I'm an administrator of a social game which uses MySQL(Percona 5.1.56 to be precise) for data storage(all tables have InnoDB type). There are about 2 millions of players in the game and database size is about 100Gb and it's gradually growing. There are a few tables which have >500 millions records already.
The game DB is running pretty smoothly even not sharded on a single powerful enough non-virtualized Linux Debian 6 server(24 GB RAM, hardware Adaptec RAID-10, with a couple of read-only slaves). The problem is that from time to time(once a month or two) MySQL crashes with data corruption as following:
InnoDB: Database page corruption on disk or a failed InnoDB: file read of page XXXX.
InnoDB: You may have to recover from a backup.
Restoring from such errors is quite a painful process. Which usually requires promoting one of the slaves being a new master, directing the traffic to this new master and creating the backup slave for this master. There is some downtime which makes players really mad...

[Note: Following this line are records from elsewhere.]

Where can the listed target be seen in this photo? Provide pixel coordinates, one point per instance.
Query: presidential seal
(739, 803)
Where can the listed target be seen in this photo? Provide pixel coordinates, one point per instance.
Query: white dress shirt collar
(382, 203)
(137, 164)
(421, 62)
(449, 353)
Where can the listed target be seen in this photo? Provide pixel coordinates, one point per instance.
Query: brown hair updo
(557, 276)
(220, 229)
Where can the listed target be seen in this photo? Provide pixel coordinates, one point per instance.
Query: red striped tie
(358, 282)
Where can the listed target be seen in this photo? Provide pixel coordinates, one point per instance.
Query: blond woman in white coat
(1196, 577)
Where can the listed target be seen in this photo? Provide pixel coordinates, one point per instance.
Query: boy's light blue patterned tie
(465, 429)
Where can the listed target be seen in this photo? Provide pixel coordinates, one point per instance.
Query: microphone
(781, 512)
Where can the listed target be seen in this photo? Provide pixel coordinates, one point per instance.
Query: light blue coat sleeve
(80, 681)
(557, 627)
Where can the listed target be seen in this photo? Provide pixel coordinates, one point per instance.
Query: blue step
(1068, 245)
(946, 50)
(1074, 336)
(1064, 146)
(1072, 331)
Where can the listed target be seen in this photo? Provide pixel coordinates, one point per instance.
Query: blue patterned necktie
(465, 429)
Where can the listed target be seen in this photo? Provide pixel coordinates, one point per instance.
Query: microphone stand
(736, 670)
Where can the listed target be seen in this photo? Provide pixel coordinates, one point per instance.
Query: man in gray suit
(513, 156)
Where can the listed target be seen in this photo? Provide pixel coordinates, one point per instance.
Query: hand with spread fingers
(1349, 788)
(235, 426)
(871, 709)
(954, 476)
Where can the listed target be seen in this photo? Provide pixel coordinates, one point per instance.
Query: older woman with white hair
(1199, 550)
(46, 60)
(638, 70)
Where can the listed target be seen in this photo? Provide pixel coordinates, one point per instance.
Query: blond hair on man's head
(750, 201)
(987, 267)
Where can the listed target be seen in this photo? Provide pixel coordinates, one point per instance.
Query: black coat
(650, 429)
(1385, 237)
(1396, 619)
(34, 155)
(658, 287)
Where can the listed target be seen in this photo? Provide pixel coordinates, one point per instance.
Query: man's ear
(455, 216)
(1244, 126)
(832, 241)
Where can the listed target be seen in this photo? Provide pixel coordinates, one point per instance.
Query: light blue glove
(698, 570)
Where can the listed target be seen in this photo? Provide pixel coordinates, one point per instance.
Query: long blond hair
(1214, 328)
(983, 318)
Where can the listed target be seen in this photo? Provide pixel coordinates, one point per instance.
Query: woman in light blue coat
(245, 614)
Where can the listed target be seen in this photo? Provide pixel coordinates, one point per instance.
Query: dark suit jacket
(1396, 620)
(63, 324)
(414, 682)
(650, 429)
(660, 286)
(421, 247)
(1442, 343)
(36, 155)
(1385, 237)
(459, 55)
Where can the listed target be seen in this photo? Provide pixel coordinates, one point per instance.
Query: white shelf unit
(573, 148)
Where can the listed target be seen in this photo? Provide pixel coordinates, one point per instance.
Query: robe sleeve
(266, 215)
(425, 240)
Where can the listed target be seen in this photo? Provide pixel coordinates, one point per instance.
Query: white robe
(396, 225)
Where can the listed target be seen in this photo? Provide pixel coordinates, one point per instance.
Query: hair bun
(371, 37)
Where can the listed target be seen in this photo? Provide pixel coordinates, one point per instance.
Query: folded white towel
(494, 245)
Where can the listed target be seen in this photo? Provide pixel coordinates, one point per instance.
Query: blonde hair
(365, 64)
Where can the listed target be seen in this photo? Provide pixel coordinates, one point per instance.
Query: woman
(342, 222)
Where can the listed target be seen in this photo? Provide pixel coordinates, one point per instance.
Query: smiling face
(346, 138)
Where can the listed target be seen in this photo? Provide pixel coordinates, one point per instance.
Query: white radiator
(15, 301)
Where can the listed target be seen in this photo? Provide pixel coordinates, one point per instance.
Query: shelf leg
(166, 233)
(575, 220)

Percona folks told me it was the hardware's fault and at first I thought it was the hardware to blame too but after I've changed several servers I don't know what to think really.
Is there any chance it's MySQL corrupting the data? I've already started looking at alternatives(e.g PostgreSQL, or even something radical like Cassandra). But of course I know that every new product has its own baggage of bugs and quirks not to mention the costs of migration....
I'm pulling out my hair(today I've faced another crash), so if you have any ideas, please share...